Battle of Llandeilo Fawr
| Date | 17 June 1282 |
| Location | Llandeilo Fawr |
| Result | Welsh victory |

Belligerents
- English: South Welsh
- Commanders and leaders: Gilbert de Clare

Strength
- Around 1,600 infantry 100 cavalry: Unknown

Casualties and losses
- Heavy casualties: Almost complete destruction of the army: Unknown

= Battle of Llandeilo Fawr =

1282 battle between English and Welsh forces

The Battle of Llandeilo Fawr took place during the conquest of Wales by Edward I, at Llandeilo between an English army led by Gilbert de Clare, 6th Earl of Hertford, and a South Welsh army led by Rhys ap Maredudd.

== Background ==
During the Conquest of Wales in 1282, Edward I had a plan to move his armies into Wales on three fronts in order to surround the armies of Llywelyn ap Gruffudd and destroy them.

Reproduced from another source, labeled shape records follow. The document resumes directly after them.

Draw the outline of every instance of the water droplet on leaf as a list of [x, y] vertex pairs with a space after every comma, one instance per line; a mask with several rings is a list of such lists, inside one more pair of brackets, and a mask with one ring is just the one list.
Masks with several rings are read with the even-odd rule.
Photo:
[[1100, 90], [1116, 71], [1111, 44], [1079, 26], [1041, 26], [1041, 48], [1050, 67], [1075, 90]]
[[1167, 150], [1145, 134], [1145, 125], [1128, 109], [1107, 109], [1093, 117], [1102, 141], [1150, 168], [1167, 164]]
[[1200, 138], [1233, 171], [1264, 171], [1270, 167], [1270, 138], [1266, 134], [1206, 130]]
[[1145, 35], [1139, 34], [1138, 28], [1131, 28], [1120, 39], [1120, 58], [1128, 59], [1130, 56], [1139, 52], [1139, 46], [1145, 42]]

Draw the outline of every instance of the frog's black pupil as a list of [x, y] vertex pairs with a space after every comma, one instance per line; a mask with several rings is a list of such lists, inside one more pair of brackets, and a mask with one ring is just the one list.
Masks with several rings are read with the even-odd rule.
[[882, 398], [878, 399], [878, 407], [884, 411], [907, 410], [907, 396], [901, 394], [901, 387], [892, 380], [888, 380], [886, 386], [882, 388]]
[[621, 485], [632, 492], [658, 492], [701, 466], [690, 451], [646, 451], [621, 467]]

Edward sent Gilbert de Clare and his army to subdue and hold down the southern areas of Wales while other armies would invade elsewhere.

Llandeilo Fawr, located near the River Towy, was a vital strategic point. Controlling the area meant access to important trade routes and a stronghold in the heart of Deheubarth, where Rhys ap Maredudd was a member of the royal family.

== Battle ==
Gilbert de Clare with an army of around 1600 infantry and 100 cavalrymen had captured Carreg Cennen Castle from the Welsh. Following their victory, the men sacked the castle, and on the 17th of June they headed back to the nearby English settlement, Dinefwr Castle, to stash the spoils. However, along the way Clare and his men were ambushed by Welsh troops and much of the army was destroyed. This battle showcases the definitive use of guerilla warfare by the Welsh armies during the war for Welsh independence.

== Aftermath ==
The battle is considered to be a great victory for the Welsh, despite the English technically winning the battle. English expansion into South Wales was halted for a few weeks and Edward's plans of an attack on multiple fronts were somewhat spoiled. Among the dead was the son of William de Valence, 1st Earl of Pembroke. Following the defeat, Edward relieved Clare of his command and replaced him with Valence, who was now determined, following the death of his son.